Investors can take advantage of the various kinds of mutual funds in the capital market to grow their wealth writes Goddy Egene
Mutual Funds are investment vehicles set up by licenced Professional Fund Managers that can be likened to what some people call “Ajo or Esusu” because they pool money from different investors together.
However, unlike “Ajo or Esusu” which just gives back the total amount contributed, Mutual Funds are generally less risky and provide an opportunity for investors, commonly referred to as Unitholders, to capitalise on the power of pooling funds and skills of the Fund Manager to achieve their investment objectives/goals.
The Unitholders own all the underlying assets and the returns generated by the assets in the Mutual Fund.
In today’s interest rate environment, let’s assume an individual walked into a bank with N5,000, 000 for a tenured deposit investment, she/he could probably get a rate of seven per cent per annum (p.a) for 30 days. However, if the same individual took her/his N5,000,000 and pooled it with other investors through a Mutual Fund, the total investable sum would be higher, and as such the Fund Manager would have better bargaining power and could get rates as high as 14 per cent p.a. from the same bank for 30 days. In other words, the individual would be able to generate higher returns because of her/his investment in the mutual fund.
In Nigeria, the Mutual Fund industry is heavily regulated by the Securities and Exchange Commission (SEC). Independent parties aside the professional Fund Manager include Trustees, Custodians, Registrars and Auditors. The separation of roles in the administration of Mutual Funds ensures a high level of transparency, corporate governance, and protection of the interest of the Unitholders in line with the SEC guidelines.
Mutual Funds in Nigeria cater to investors with different risk and return objectives, religious beliefs, age groups and income levels because they assist investors to achieve capital preservation, income-generation and capital appreciation through investments in financial instruments such as money market instruments, bonds, stocks and other alternative asset classes depending on the objective and investment strategy of the fund. The objective and investment strategy of the different categories of Mutual Funds will be disclosed to determine the category suitable to each investor’s goals and risk tolerance.
In Nigeria, open-end Mutual Funds are the most popular due to the flexibility to create and cancel units and accommodate more investors based on the bid (buying) and offer (selling) price of the Fund. Open-end Mutual Funds sell units of the fund directly to investors when they want to invest and buy the units back from investors when they decide to exit the fund. The bid and offer prices per unit change daily as they are determined by the values of the underlying assets in the portfolio and total number of units of the Fund. However, Money Market Funds mostly reference rates not prices; hence, the price per unit remains constant.

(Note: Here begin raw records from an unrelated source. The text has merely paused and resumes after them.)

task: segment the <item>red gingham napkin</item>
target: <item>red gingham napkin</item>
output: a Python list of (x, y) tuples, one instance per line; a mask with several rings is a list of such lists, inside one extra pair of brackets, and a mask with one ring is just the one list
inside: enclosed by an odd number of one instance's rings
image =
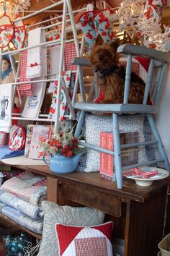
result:
[[(27, 67), (27, 51), (23, 51), (21, 53), (21, 63), (19, 70), (19, 82), (30, 82), (31, 80), (27, 78), (26, 70)], [(25, 95), (27, 96), (32, 95), (32, 84), (19, 85), (19, 90), (21, 95)]]
[(158, 174), (158, 170), (153, 170), (153, 171), (142, 171), (140, 168), (132, 168), (130, 171), (124, 172), (123, 176), (136, 176), (138, 177), (141, 177), (143, 179), (148, 179), (153, 176)]
[(65, 46), (65, 70), (76, 70), (76, 65), (71, 65), (71, 61), (76, 58), (76, 46), (74, 43), (66, 43)]

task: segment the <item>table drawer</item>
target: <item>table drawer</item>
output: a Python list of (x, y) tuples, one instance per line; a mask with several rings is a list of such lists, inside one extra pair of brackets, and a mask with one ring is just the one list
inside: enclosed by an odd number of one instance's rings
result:
[[(60, 189), (62, 196), (71, 201), (103, 210), (115, 217), (121, 216), (120, 197), (114, 196), (91, 186), (66, 182), (61, 182)], [(102, 197), (100, 197), (101, 192)]]

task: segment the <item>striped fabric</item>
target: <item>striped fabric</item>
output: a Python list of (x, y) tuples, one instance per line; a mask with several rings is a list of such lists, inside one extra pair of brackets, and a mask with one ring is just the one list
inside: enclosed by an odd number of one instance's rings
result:
[(46, 198), (47, 183), (45, 177), (24, 171), (6, 180), (1, 189), (33, 205), (38, 205)]
[(19, 70), (19, 82), (28, 82), (27, 84), (19, 85), (19, 90), (21, 95), (27, 96), (32, 95), (32, 84), (30, 82), (30, 79), (27, 78), (26, 70), (27, 67), (27, 51), (23, 51), (21, 53), (20, 60), (20, 70)]

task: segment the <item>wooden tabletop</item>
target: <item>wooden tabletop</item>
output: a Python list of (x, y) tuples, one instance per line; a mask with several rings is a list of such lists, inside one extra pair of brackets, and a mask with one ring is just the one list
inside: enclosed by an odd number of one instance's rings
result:
[(151, 195), (156, 192), (157, 189), (167, 184), (168, 178), (154, 181), (149, 187), (141, 187), (135, 184), (131, 179), (123, 179), (123, 187), (122, 189), (117, 188), (116, 182), (105, 180), (100, 177), (99, 172), (81, 172), (74, 171), (68, 174), (55, 174), (51, 172), (48, 166), (14, 166), (15, 169), (29, 171), (38, 174), (50, 176), (68, 182), (75, 184), (84, 184), (88, 188), (95, 188), (110, 195), (121, 197), (122, 199), (144, 202)]

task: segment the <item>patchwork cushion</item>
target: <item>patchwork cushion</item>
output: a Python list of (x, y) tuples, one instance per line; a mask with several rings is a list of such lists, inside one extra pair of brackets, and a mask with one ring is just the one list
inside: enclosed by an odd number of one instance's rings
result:
[(104, 213), (88, 207), (61, 206), (48, 201), (42, 202), (44, 211), (42, 239), (38, 256), (59, 256), (55, 223), (94, 226), (103, 223)]
[(56, 223), (61, 256), (112, 256), (112, 222), (91, 226)]
[[(138, 132), (139, 142), (144, 142), (143, 134), (144, 115), (121, 115), (119, 116), (119, 127), (120, 132)], [(112, 131), (112, 117), (111, 116), (97, 116), (86, 114), (85, 117), (85, 140), (86, 142), (99, 145), (100, 132)], [(148, 161), (146, 148), (140, 146), (138, 150), (138, 162)], [(85, 156), (86, 166), (79, 166), (79, 171), (86, 172), (99, 171), (99, 151), (88, 149)]]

Categories of Mutual Funds in Nigeria
Money Market Funds
Money Market Funds (MMFs) invest in a broad range of short-term high quality money market instruments such as Treasury Bills, Commercial papers and Bank placements. MMFs are low risk Funds which offer relatively higher interest rates when compared with rates on savings account with commercial investors.
Fixed Income Funds
Fixed Income Funds (FIFs) are low to medium risk Funds that generate stable income for investors by investing in a broad range of debt securities issued by the Federal Government of Nigeria, State Governments and highly rated Corporate Institutions.

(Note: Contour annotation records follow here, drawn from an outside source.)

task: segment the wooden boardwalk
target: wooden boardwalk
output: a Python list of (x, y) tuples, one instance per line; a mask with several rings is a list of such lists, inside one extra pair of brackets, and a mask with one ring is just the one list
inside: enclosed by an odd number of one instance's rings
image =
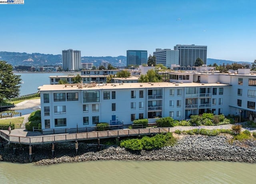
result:
[(35, 145), (112, 137), (155, 134), (162, 132), (168, 132), (170, 130), (170, 128), (156, 128), (51, 134), (30, 137), (9, 135), (6, 134), (7, 133), (6, 133), (5, 132), (0, 131), (0, 136), (11, 143)]

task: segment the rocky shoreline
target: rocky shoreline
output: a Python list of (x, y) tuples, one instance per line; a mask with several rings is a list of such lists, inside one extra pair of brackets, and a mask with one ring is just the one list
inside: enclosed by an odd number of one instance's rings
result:
[[(224, 136), (184, 136), (173, 147), (140, 152), (130, 152), (118, 146), (110, 146), (102, 147), (101, 150), (98, 151), (95, 146), (80, 142), (77, 155), (74, 143), (56, 144), (54, 158), (52, 158), (50, 145), (37, 146), (34, 150), (34, 163), (46, 165), (98, 160), (220, 160), (256, 163), (256, 140), (235, 141), (230, 143)], [(14, 155), (12, 148), (1, 148), (0, 160), (28, 163), (29, 155), (26, 150), (26, 148), (20, 148)]]

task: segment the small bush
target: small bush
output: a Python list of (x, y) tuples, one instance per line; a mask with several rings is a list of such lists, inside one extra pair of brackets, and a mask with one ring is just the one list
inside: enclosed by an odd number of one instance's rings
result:
[(109, 129), (109, 124), (107, 123), (100, 123), (96, 125), (98, 131), (107, 130)]
[(133, 121), (134, 124), (142, 124), (143, 127), (145, 127), (148, 126), (148, 119), (141, 119), (140, 120), (136, 120)]
[(242, 130), (242, 125), (240, 124), (234, 124), (231, 126), (231, 130), (235, 135), (240, 134)]
[(172, 127), (174, 120), (170, 117), (162, 118), (156, 121), (157, 126), (160, 127)]
[(174, 133), (175, 134), (181, 134), (181, 130), (175, 130), (175, 131), (174, 131)]

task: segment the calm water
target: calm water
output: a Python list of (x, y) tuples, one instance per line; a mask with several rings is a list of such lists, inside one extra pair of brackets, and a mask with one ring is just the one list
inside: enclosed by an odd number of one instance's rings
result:
[(48, 166), (0, 162), (1, 183), (255, 183), (256, 164), (99, 161)]
[[(15, 73), (16, 75), (20, 75), (24, 82), (21, 84), (20, 96), (31, 94), (38, 92), (37, 89), (40, 86), (44, 84), (50, 84), (49, 76), (68, 75), (70, 73)], [(71, 73), (70, 73), (71, 74)], [(72, 74), (76, 75), (81, 74), (80, 72), (72, 72)]]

Balanced Funds (BFs) are medium risk Funds that provide long term capital appreciation whilst mitigating the risk associated with investing primarily in equities through exposure to bonds and money market instruments.
Pure Equity Funds
Pure Equity Funds (PEFs) are high risk Funds that seek to provide long‐term capital growth by investing primarily in the shares of companies domiciled in or carrying out the main part of their economic activity in Nigeria. These companies are usually listed on the Nigerian Stock Exchange(NSE). In order to manage liquidity, PEFs may invest in short‐term money market instruments and deposits with credit institutions, from time to time.
Dollar Denominated Funds
Dollar Denominated Funds (DDFs) seek to provide income and total returns. Invest in a broad range of tenured United States Dollar denominated debt securities issued by the Federal Government of Nigeria (FGN), Supranational, and highly rated corporate institutions. Some funds also invest to a limited extent in dollar denominated equities to enhance returns. Dollar denominated money market securities are also invested in to meet liquidity needs. They offer potentially higher returns/risk when compared with rates on domiciliary accounts with commercial banks, and aid currency diversification.
Shari’ah Compliant Funds (SCF)
Shariah Compliant Funds invest strictly in Shari’ah-compliant instruments and contracts. They invest in fixed income instruments such as sovereign and sub-sovereign Sukuk, corporate Sukuk, Shari’ah-compliant fixed term investments, Murabaha (cost-plus financing) contracts and Ijarah (lease) contracts. They could also invest in Shari’ah compliant stocks listed on the NSE.
Asset management companies may differ slightly in terms of subscription (the minimum investment amount or units required), redemption process (withdrawal/exit from the fund), weighting to different financial instruments (in line with minimum levels set by the SEC), income distributions/returns payment and administrative fees of the fund returns on mutual funds are not guaranteed and are based on the performance of the underlying assets.